Les cycles financiers et économiques aux États-Unis

On distingue les cycles économiques, généralement mesurés par les fluctuations du produit intérieur brut (PIB) réel, des cycles financiers, souvent approchés par les fluctuations du crédit et des prix des actifs immobiliers ou financiers. À l'aide de filtres statistiques (ou méthode de transformation des données initiales), Claudio Borio et d’autres économistes proposent une représentation du cycle financier aux États-Unis qui combine le comportement des prix de l'immobilier et du crédit, y compris par rapport au PIB et se concentre sur les fluctuations à plus long terme qui sont plus étroitement liées aux crises bancaires et aux récessions les plus graves.
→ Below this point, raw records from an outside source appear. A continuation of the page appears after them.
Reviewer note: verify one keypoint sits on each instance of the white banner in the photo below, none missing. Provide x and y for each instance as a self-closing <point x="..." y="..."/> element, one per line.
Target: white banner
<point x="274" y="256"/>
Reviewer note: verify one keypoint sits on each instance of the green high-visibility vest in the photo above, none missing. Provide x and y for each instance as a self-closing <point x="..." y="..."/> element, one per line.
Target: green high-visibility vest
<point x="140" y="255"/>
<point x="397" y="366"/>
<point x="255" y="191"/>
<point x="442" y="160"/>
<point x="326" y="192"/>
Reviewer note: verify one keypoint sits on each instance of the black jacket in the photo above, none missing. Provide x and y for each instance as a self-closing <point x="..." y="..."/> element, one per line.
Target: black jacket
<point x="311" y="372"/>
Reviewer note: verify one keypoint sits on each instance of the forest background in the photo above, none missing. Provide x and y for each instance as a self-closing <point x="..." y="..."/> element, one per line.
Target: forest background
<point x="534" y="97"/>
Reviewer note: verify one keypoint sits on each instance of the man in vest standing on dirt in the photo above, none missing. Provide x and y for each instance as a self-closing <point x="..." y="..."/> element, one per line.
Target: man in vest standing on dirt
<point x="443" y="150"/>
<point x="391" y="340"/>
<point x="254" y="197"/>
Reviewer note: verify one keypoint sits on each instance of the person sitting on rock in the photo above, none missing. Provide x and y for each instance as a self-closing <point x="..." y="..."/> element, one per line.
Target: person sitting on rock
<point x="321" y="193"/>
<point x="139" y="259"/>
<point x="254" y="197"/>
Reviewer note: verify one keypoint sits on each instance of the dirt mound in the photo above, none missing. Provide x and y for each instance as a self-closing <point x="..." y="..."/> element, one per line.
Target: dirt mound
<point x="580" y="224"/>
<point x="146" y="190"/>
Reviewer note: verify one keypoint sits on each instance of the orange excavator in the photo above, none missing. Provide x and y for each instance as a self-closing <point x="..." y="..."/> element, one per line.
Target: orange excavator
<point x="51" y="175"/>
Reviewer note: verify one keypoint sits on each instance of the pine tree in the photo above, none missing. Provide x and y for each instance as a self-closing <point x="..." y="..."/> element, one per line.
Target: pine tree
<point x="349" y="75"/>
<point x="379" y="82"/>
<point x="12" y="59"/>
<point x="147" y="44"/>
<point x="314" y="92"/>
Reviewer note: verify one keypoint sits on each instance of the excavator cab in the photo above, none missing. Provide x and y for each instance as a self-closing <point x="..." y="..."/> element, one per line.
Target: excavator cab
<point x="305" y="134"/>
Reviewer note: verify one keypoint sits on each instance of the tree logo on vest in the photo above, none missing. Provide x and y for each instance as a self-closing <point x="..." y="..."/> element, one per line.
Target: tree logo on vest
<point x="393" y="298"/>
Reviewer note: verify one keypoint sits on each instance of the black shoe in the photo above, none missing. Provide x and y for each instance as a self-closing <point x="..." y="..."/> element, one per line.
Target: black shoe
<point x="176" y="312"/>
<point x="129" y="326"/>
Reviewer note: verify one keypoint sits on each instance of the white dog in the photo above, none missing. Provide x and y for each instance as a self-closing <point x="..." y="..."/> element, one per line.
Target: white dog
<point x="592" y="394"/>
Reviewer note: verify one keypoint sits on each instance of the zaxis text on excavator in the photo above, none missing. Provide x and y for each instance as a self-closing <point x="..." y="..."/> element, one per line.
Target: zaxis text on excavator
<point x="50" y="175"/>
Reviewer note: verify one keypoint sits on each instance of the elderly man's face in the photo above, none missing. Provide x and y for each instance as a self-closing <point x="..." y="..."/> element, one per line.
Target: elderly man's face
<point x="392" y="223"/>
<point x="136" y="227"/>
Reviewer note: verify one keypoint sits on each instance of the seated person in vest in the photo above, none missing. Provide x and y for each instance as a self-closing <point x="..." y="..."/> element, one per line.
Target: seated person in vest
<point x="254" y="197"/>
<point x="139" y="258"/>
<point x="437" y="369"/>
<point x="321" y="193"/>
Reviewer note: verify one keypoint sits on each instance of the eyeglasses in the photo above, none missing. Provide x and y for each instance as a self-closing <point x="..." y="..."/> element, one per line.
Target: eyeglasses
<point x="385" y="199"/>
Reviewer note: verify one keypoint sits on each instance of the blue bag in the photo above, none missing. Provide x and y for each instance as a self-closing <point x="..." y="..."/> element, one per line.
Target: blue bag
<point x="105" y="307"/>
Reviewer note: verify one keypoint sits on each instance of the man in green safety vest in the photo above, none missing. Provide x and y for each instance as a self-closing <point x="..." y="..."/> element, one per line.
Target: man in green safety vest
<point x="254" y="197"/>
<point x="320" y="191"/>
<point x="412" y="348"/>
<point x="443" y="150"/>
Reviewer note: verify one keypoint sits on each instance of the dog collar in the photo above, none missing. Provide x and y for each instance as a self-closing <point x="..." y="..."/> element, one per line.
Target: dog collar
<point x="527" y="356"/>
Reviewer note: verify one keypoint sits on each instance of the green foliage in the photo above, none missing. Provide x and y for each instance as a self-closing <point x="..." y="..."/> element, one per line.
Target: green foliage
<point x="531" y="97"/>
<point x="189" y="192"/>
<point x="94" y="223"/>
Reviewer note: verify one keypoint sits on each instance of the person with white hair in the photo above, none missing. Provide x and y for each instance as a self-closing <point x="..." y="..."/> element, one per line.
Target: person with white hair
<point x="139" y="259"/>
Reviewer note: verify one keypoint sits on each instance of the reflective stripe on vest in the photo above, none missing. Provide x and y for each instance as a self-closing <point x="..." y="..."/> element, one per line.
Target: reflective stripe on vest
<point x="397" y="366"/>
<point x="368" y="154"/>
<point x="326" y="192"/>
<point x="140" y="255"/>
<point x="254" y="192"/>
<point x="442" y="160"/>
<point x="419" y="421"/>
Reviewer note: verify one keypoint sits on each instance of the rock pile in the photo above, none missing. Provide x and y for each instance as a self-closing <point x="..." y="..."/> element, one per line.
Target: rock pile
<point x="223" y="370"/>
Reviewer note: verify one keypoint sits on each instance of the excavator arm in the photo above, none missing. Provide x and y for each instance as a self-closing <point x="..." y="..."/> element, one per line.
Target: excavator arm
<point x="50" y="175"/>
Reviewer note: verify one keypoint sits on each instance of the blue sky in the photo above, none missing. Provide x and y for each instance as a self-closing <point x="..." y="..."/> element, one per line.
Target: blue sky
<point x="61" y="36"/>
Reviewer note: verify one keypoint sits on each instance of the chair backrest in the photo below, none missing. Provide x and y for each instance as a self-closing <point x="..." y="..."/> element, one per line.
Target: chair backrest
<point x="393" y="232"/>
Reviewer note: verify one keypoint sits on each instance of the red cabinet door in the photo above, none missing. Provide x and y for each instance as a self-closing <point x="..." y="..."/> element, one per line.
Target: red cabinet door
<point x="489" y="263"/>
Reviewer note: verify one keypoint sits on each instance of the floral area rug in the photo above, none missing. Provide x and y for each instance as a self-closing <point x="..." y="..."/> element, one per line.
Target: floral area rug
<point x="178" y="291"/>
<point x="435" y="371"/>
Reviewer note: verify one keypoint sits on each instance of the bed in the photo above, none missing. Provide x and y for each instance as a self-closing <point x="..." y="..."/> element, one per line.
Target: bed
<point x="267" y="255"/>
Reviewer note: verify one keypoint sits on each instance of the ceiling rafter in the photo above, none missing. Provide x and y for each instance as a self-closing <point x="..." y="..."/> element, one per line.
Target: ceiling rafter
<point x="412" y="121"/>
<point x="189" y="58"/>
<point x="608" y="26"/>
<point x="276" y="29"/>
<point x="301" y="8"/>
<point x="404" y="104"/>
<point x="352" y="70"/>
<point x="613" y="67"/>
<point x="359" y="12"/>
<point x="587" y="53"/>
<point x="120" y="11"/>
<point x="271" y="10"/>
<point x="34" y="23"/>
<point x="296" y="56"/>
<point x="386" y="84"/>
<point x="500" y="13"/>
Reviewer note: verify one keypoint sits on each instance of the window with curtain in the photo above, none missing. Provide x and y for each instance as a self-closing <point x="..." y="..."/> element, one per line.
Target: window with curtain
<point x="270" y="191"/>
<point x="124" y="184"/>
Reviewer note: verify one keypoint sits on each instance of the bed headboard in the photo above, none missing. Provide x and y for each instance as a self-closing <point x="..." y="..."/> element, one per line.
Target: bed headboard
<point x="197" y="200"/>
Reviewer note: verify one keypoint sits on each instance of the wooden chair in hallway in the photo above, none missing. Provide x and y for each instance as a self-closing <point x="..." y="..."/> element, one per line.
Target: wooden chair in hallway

La comparaison de ce cycle financier avec le cycle économique permet de mettre en exergue deux caractéristiques :

• depuis le début des années 80, le cycle financier domestique a une amplitude plus forte et est devenu plus long que le cycle économique ;

• les pics du cycle financier ont tendance à déclencher des récessions et coïncide avec des crises bancaires.

Les cycles financiers et économiques aux États-Unis

1. Le cycle financier, mesuré par des filtres basés sur la fréquence (bande passante), capture les fluctuations du crédit réel, du ratio crédit / PIB et des prix réels des logements sur une période de 32 à 120 trimestres. 2. Le cycle économique, mesuré par un filtre basé sur la fréquence (bande passante), capture les fluctuations du PIB réel sur une période de cinq à 32 trimestres.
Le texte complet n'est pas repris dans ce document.